Garzza drehte das hölzerne Steuerrad und setzte Hebel in Bewegung, als hätte sie soetwas schon jahrelang gemacht. Hatte sie auch, sie war schließlich die Beste. Rugo von Sternling stand ebenfalls bei ihr und half mit Instrumenten und Feineinstellungen. Auch er konnte das Steuer bedienen, es würde auch die meiste Zeit seine Aufgabe sein...aber durch die Gewitterwolken fliegen, das wollte Garzza dann selbst!
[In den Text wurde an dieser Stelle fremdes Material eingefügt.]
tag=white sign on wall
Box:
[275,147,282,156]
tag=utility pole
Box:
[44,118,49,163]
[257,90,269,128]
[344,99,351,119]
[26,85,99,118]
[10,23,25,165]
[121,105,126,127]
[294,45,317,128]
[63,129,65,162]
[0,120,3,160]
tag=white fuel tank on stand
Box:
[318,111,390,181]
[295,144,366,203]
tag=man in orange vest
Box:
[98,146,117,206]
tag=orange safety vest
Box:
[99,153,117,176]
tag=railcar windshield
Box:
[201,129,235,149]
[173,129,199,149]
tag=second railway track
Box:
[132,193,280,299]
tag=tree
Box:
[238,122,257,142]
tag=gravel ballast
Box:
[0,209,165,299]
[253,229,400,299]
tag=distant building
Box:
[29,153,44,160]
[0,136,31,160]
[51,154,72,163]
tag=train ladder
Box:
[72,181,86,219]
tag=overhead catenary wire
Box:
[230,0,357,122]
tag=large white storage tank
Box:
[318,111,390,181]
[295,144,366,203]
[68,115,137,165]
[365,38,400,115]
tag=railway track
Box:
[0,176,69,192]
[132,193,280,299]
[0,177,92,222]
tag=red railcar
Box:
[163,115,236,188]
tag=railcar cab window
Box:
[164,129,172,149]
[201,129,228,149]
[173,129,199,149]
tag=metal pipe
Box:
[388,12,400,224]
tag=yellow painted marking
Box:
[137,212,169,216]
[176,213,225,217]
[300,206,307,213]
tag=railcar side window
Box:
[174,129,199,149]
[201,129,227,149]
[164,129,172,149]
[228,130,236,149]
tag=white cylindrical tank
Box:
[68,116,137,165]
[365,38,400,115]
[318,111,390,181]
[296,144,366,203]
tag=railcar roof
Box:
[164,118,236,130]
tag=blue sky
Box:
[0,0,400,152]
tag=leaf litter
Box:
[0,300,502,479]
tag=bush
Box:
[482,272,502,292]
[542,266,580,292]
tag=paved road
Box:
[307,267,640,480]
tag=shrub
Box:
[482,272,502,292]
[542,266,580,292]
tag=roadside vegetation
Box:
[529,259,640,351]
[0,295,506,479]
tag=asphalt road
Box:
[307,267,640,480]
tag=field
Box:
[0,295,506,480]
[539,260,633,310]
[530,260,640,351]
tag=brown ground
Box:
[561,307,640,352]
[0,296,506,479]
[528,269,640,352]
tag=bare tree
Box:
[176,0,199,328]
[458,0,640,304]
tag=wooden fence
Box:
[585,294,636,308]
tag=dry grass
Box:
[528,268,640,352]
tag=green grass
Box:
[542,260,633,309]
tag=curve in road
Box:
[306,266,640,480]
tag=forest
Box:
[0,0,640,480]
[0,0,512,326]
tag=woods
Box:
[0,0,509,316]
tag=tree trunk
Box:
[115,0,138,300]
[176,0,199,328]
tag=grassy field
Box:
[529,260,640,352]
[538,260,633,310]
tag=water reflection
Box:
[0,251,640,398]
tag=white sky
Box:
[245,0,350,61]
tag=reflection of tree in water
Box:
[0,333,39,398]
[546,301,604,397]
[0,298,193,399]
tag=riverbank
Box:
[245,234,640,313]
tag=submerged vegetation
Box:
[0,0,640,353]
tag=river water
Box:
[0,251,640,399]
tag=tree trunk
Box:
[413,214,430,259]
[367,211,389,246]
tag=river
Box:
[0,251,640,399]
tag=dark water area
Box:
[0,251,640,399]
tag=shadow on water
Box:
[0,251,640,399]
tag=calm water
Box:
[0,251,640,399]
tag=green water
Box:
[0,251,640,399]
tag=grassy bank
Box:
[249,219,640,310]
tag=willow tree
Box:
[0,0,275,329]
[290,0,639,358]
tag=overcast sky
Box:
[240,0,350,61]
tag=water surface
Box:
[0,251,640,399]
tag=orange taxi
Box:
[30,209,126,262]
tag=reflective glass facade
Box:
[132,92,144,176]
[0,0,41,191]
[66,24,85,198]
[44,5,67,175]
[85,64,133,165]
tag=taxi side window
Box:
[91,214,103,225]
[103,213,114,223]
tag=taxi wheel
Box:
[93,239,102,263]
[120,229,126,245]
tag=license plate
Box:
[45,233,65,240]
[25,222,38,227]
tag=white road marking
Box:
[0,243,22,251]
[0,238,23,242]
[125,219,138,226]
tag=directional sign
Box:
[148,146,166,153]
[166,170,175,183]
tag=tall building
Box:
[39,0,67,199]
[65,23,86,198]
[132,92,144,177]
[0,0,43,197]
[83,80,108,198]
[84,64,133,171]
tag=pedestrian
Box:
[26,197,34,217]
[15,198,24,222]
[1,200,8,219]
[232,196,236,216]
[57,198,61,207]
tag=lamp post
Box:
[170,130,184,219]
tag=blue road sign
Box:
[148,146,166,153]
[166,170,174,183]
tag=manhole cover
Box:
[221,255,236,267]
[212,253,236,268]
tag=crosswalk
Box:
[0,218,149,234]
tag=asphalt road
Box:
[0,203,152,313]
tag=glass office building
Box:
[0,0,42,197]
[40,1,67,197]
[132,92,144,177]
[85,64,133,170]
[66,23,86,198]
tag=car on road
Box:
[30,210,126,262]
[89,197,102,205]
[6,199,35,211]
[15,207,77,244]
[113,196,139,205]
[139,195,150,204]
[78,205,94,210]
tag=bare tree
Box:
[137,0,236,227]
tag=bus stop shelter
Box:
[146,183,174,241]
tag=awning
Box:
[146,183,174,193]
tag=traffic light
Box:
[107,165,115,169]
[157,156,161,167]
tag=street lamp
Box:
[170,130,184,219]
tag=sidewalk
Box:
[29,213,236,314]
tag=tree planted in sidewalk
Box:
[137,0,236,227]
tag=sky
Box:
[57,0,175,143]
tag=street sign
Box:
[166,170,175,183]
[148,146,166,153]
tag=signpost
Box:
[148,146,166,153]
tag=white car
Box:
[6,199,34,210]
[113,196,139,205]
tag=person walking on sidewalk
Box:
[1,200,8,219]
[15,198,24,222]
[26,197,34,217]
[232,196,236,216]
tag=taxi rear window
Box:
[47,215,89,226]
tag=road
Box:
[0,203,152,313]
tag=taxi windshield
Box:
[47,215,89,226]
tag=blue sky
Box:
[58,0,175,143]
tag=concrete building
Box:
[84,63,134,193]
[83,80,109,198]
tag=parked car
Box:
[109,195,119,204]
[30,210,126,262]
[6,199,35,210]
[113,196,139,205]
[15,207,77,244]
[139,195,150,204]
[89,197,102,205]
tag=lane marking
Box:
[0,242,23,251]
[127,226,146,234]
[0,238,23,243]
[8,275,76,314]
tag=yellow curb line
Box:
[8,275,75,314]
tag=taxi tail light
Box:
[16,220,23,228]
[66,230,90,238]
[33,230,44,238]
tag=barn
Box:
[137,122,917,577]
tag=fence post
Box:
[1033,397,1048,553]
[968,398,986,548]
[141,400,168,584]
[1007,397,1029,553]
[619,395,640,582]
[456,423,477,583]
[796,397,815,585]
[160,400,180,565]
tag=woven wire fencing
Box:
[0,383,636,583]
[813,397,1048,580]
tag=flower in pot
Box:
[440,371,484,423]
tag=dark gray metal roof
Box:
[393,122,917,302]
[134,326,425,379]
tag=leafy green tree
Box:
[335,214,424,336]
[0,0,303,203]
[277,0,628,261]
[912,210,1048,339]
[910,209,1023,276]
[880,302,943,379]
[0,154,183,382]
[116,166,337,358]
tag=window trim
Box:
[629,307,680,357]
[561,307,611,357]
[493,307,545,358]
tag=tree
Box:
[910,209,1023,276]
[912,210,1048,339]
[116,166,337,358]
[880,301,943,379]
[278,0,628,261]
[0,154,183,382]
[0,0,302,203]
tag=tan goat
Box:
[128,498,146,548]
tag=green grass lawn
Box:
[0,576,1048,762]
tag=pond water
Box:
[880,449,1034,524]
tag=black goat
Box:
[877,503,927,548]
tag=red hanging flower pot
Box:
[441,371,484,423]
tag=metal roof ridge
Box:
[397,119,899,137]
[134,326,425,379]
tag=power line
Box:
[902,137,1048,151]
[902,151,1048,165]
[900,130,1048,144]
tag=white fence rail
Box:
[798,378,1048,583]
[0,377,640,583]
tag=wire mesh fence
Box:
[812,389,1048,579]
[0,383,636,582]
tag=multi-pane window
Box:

Wir waren nicht die einzigen Zuschauer vor Ort, die beiden Quaggan Boolwi und Manooma standen – in strengem Sicherheitsabstand zueinander – hinter Garzza und Sternling. Wir stellten uns dazu, was sie keineswegs störte. Die Charr fing lässig an zu plaudern: „Scheißwetter, nicht? So lange man unter den Wolken ist, ja. Aber ein Gewitter von oben, was ist das schon?“ Sie knurrte kurz, ehe sie einen Hebel fest anzog, Sternling ein Zeichen gab und wir noch steiler auf die schwarze Wolkendecke zurasten. Es blitzte und krachte über uns, der Regen hämmerte auf die Scheiben. „Die Blitze werden von unserem Blitzmast abgeleitet, die Energiewurzel wird sie verwerten...trotzdem, ich will weg hier. Nach oben.“
Dann waren wir drin, in den Wolken. Dumpf donnerte es, man sah nichts, außer grauem Nebel...bei einem Aufblitzen glaubte ich, etwas wie eine leuchtende Krake in dem Wolkenmeer zu erkennen, aber ich hatte auch schon Wolken am Himmel für Blumenkohl oder Schafe gehalten. Zumindest regte diese Reise die Fantasie an. Wenige Sekunden verstrichen nur beim Flug durch den Nebel.
Dann, plötzlich, blitzte majestätisch die Sonne auf, direkt vor uns, wolkenlos – hier oben gab es überhaupt gar keine Wolken mehr! Wir hatten die Decke durchbrochen, unter uns lag sie ruhig da, der Himmel von einem reinen, hellen Blau erfüllt.
„Oh!“, rief Ryla aus und klatschte in die Hände, Nelfain lächelte breit und sah genießend in die Sonne, während von den Quaggan ein helles „Hoo!“ und ein tiefes „Coo!“ zu vernehmen war. Von Sternling, der blasse Restadlige, stemmte die Hände in die Hüften und lächelte stolz, nickte. Bei einem Ruck beugte er sich aber hastig nach vorne und hielt sich an einem der Griffe fest, um nicht durch das Luftschiff zu purzeln. Garzza hielt lässig das Steuerrad umfasst, ihr schien der Trubel hier nichts anzuhaben.


Und ich strahlte mit der Sonne um die Wette. Doch bald musste ich nachgeben, ich setzte meine Sonnengläser auf.